One day in early November I opened my emails and let out a little squeak.  The happy sort of squeak that’s also a bit disbelieving – as the lady who takes bookings for the church hall at Rhos Methodist, had asked if I would like to restart my Tech Club soon!

I hadn’t even been there since February as you can probably imagine.  It was a new venue for 2020 and my Tech Club had just had a rebrand too, only for lockdown to hit and everything to stop in its tracks.

Just recently I’ve had several enquiries about whether the group sessions would start again, which is nice as it shows that people are interested.  A big part of the sessions is actually having the group interaction and being able to see what other people are using and doing with their tech.  So I replied to the email with a gushing “yes please” and a “thank you for thinking of me first”.

A few weeks and one risk assessment later, I was finally able to start telling my Rhos-based customers, especially the ones who had expressed an interest in the club.  Now, I do have a list of customers in my email marketing system, which is linked to my website, so I was able to send out an email to those people quickly.  But there are quite a few of my customers who I do not send email to; I have a phone list that’s longer than the email list.  And with only six days’ notice, I did get a few responses saying they couldn’t come on the first day back.  But it was still a really positive thing to be able to tell people, some of whom I hadn’t seen for a while, that we were able to meet again at the church hall.

The day itself saw me arriving armed with disinfectant wipes, hand sanitiser, business cards (A5 size so they’re readable), my register which doubles as Track & Trace, a QR check-in code for the Covid app, and a list of phrases for people to try out on Google.  This is a very different set of materials from last time I was there – I used to bring biscuits and tea bags!
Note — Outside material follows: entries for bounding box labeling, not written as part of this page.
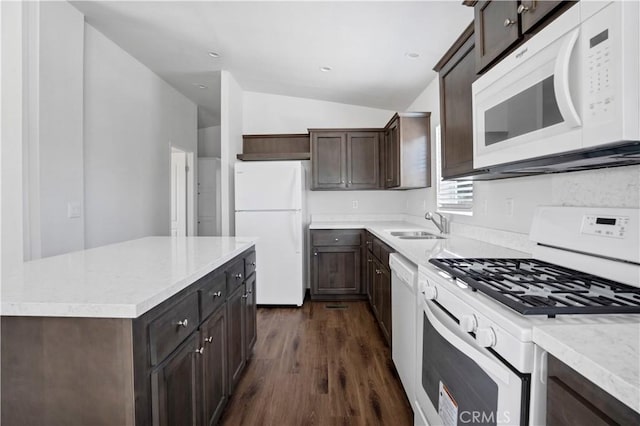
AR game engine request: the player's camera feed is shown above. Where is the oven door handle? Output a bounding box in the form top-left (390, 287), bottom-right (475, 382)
top-left (424, 301), bottom-right (509, 384)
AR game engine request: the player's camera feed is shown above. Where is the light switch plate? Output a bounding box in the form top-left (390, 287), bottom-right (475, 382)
top-left (67, 201), bottom-right (82, 219)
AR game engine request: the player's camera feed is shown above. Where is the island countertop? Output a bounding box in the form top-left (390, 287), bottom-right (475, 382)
top-left (0, 237), bottom-right (255, 318)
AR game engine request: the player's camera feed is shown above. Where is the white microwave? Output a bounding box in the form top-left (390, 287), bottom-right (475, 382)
top-left (472, 1), bottom-right (640, 168)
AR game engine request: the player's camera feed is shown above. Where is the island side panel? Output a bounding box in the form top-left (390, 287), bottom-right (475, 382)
top-left (0, 317), bottom-right (135, 426)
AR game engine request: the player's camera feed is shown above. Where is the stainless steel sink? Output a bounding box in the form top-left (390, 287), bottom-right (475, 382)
top-left (390, 231), bottom-right (444, 240)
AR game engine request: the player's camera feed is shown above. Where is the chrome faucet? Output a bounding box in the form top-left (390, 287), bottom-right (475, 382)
top-left (424, 212), bottom-right (449, 234)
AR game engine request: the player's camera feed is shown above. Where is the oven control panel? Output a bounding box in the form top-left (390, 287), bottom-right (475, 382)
top-left (580, 215), bottom-right (629, 238)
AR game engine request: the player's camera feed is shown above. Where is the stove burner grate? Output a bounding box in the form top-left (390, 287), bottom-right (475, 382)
top-left (429, 259), bottom-right (640, 317)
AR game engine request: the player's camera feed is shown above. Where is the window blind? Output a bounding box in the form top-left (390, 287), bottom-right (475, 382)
top-left (436, 125), bottom-right (473, 215)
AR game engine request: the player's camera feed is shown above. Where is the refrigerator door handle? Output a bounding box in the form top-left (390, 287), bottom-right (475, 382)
top-left (291, 210), bottom-right (302, 253)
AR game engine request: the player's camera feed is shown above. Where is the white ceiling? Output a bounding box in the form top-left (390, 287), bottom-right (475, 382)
top-left (72, 0), bottom-right (473, 127)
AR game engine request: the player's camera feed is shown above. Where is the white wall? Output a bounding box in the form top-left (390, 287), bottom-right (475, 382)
top-left (198, 126), bottom-right (221, 158)
top-left (35, 2), bottom-right (84, 257)
top-left (220, 71), bottom-right (244, 235)
top-left (84, 24), bottom-right (198, 248)
top-left (0, 2), bottom-right (23, 271)
top-left (406, 80), bottom-right (640, 234)
top-left (243, 92), bottom-right (405, 215)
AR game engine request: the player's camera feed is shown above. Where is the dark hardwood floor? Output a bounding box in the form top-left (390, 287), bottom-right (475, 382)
top-left (221, 301), bottom-right (413, 426)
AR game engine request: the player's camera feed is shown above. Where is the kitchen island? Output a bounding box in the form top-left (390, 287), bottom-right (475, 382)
top-left (0, 237), bottom-right (256, 425)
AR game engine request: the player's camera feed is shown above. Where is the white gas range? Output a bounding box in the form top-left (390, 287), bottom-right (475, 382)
top-left (415, 207), bottom-right (640, 425)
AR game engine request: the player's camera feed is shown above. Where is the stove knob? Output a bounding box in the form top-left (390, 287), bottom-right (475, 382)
top-left (422, 286), bottom-right (438, 300)
top-left (460, 314), bottom-right (478, 333)
top-left (476, 327), bottom-right (496, 348)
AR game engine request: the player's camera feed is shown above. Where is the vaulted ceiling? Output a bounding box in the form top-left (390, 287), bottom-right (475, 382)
top-left (72, 1), bottom-right (473, 127)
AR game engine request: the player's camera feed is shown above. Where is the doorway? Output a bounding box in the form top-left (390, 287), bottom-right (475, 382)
top-left (171, 147), bottom-right (195, 237)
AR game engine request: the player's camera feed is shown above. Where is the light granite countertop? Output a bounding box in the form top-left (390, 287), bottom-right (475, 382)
top-left (309, 220), bottom-right (531, 266)
top-left (309, 218), bottom-right (640, 412)
top-left (0, 237), bottom-right (255, 318)
top-left (533, 317), bottom-right (640, 413)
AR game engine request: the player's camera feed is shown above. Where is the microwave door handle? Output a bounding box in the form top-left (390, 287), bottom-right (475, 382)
top-left (423, 301), bottom-right (509, 384)
top-left (553, 28), bottom-right (582, 128)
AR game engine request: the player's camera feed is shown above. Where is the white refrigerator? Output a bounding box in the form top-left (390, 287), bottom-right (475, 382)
top-left (235, 161), bottom-right (306, 306)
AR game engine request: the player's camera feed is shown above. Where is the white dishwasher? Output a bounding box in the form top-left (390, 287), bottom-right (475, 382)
top-left (389, 253), bottom-right (418, 412)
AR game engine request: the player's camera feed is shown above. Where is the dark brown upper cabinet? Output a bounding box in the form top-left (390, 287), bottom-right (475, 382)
top-left (434, 23), bottom-right (476, 179)
top-left (347, 131), bottom-right (380, 189)
top-left (310, 129), bottom-right (381, 190)
top-left (311, 131), bottom-right (347, 189)
top-left (383, 112), bottom-right (431, 189)
top-left (474, 0), bottom-right (521, 71)
top-left (518, 0), bottom-right (573, 34)
top-left (476, 0), bottom-right (576, 73)
top-left (384, 117), bottom-right (400, 188)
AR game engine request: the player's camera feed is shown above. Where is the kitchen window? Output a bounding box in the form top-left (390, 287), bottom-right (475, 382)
top-left (436, 124), bottom-right (473, 216)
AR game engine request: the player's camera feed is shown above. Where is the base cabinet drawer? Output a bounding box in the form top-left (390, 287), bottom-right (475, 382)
top-left (547, 354), bottom-right (640, 426)
top-left (149, 292), bottom-right (198, 365)
top-left (311, 229), bottom-right (362, 247)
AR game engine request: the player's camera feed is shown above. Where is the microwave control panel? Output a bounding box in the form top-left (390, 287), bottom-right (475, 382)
top-left (581, 215), bottom-right (629, 238)
top-left (583, 8), bottom-right (616, 122)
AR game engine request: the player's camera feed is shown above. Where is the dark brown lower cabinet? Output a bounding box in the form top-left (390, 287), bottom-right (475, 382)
top-left (366, 251), bottom-right (376, 309)
top-left (227, 286), bottom-right (247, 393)
top-left (547, 354), bottom-right (640, 426)
top-left (366, 235), bottom-right (393, 346)
top-left (244, 274), bottom-right (258, 360)
top-left (312, 246), bottom-right (362, 296)
top-left (151, 333), bottom-right (202, 426)
top-left (376, 265), bottom-right (391, 345)
top-left (200, 306), bottom-right (229, 426)
top-left (0, 249), bottom-right (257, 426)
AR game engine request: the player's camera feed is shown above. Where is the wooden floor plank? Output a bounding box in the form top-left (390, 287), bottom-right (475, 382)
top-left (221, 302), bottom-right (413, 426)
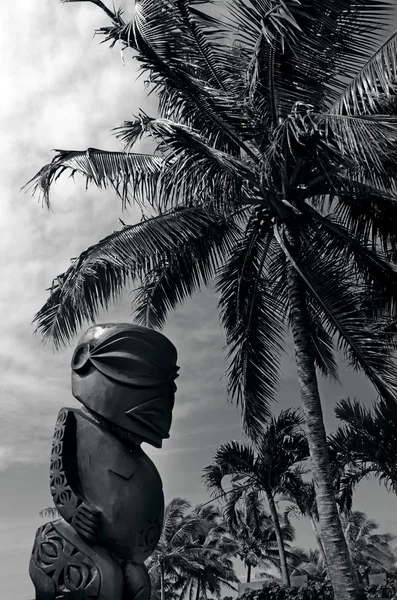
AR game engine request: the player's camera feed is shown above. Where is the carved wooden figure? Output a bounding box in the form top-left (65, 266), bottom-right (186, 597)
top-left (29, 323), bottom-right (179, 600)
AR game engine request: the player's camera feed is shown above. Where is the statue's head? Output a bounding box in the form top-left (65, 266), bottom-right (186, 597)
top-left (71, 323), bottom-right (179, 448)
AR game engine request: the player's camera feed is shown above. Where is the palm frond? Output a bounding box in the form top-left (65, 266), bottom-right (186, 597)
top-left (34, 207), bottom-right (227, 347)
top-left (330, 31), bottom-right (397, 115)
top-left (276, 223), bottom-right (397, 406)
top-left (134, 213), bottom-right (239, 328)
top-left (25, 148), bottom-right (164, 207)
top-left (216, 224), bottom-right (283, 438)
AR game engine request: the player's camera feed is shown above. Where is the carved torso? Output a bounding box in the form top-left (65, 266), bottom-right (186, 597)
top-left (51, 409), bottom-right (164, 562)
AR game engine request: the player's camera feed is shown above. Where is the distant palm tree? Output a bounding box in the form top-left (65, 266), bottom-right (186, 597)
top-left (342, 511), bottom-right (397, 584)
top-left (223, 490), bottom-right (295, 583)
top-left (39, 506), bottom-right (62, 521)
top-left (26, 0), bottom-right (397, 600)
top-left (330, 398), bottom-right (397, 494)
top-left (203, 409), bottom-right (309, 585)
top-left (280, 477), bottom-right (327, 564)
top-left (291, 548), bottom-right (327, 581)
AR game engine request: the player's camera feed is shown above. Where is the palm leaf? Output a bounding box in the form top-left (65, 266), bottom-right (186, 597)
top-left (216, 223), bottom-right (283, 439)
top-left (134, 215), bottom-right (239, 328)
top-left (25, 148), bottom-right (164, 207)
top-left (276, 223), bottom-right (397, 406)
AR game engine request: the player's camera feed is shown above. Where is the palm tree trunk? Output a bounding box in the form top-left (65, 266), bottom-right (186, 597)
top-left (196, 579), bottom-right (201, 600)
top-left (288, 256), bottom-right (360, 600)
top-left (160, 563), bottom-right (165, 600)
top-left (310, 517), bottom-right (327, 567)
top-left (266, 492), bottom-right (291, 587)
It turned out I didn’t need the list of phrases to Google.  Only two people could come after all, and they had things they specifically wanted to look at.  The smaller numbers, though, are no bad thing as they work very well for training.  I can spread my time out between my learners more evenly, and things don’t need to be so structured.  That’s why I hardly ever run courses with firm agendas – everyone is arriving at your sessions with different experiences and knowledge.  The playing field is much more level when sessions are friendly, relaxed and include a bit of fun.  Why else would I include “Tom & Jerry episodes” on my things-to-Google list?!

Now I’m looking forward to the Spring, when the queries start coming in about new tech that people have received for Christmas, as the recipients want to know what they can do, and it’s my pleasure to be able to tell them, “anything you want them to”.